Even before the Enrique Peña Nieto administration came to power, NGOs like Amnesty International and Human Rights Watch had provided detailed reports on all manner of violations by security officials in Mexico, from rape and torture to disappearances and extrajudicial killings.

While there is a substantial difference between dressing a suspect up in women’s underwear and murdering him, dehumanizing suspected criminals is a slippery slope that can lead to more consequential abuses. Regardless of where a given action lies on that slope, the government’s pattern of abuses reflects a deep-seated defect that should be resisted in all its forms.

Even beyond the issue of human rights abuses, this willingness to dehumanize suspects is counterproductive. In the short term, it can interfere with authorities’ ability to build source networks, and presumably complicates efforts to interrogate arrestees.

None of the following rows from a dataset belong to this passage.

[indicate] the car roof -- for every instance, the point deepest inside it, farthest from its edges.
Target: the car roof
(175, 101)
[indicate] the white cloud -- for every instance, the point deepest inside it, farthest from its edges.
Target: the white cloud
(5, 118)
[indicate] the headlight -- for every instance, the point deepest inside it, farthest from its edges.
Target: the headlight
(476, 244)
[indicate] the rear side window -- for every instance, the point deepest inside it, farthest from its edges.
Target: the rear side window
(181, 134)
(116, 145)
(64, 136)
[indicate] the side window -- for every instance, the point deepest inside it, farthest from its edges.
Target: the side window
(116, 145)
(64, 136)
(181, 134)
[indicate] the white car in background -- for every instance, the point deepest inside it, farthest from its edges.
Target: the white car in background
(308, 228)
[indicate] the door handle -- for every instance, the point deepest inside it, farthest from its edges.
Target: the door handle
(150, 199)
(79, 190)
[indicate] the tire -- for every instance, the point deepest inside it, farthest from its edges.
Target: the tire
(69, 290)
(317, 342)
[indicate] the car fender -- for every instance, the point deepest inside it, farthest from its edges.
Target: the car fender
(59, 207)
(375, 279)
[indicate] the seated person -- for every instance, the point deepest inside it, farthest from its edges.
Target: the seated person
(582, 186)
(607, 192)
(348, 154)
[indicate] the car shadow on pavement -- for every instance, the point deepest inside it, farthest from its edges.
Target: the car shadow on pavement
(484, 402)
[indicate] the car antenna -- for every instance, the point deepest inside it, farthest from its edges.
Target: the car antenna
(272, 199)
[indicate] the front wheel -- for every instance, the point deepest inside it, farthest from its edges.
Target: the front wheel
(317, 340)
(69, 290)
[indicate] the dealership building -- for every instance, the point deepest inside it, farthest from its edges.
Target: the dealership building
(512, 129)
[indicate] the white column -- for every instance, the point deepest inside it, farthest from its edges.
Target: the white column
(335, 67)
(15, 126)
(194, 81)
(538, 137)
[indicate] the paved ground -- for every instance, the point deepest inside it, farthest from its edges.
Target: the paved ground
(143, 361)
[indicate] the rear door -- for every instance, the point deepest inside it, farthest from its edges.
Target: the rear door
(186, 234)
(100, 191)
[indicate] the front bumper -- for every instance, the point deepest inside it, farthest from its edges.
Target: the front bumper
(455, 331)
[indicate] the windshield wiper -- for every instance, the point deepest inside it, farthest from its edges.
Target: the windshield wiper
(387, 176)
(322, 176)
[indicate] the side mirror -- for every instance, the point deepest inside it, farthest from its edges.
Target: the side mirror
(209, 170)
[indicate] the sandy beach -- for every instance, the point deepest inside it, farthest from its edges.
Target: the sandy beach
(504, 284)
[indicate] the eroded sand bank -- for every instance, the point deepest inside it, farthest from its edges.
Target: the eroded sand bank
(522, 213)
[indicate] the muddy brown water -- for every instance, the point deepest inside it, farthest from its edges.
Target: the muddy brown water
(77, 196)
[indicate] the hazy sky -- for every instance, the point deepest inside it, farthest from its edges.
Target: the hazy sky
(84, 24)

It feeds into the abusive policies — mass arrests and widespread pretrial jailing — that have contributed to overcrowding in Mexico’s jails.

In the long run, this dehumanization creates enduring suspicions of police bodies among the very communities whose cooperation is most needed.

There is some surface logic to the argument that abusing arrestees has a powerful propaganda value. Demonstrating that gangsters are not invulnerable supermen has the potential to erode public fear of the cartels, making it more difficult for them to operate.

But, apart from the question of legality, there is no real evidence supporting the effectiveness of human rights abuses as a law enforcement tool. Rather than being an unorthodox way of undermining gangland mystique, it is a needless concession to collective fear and anger. It is a reflection of the worst human impulses that should be condemned rather than celebrated.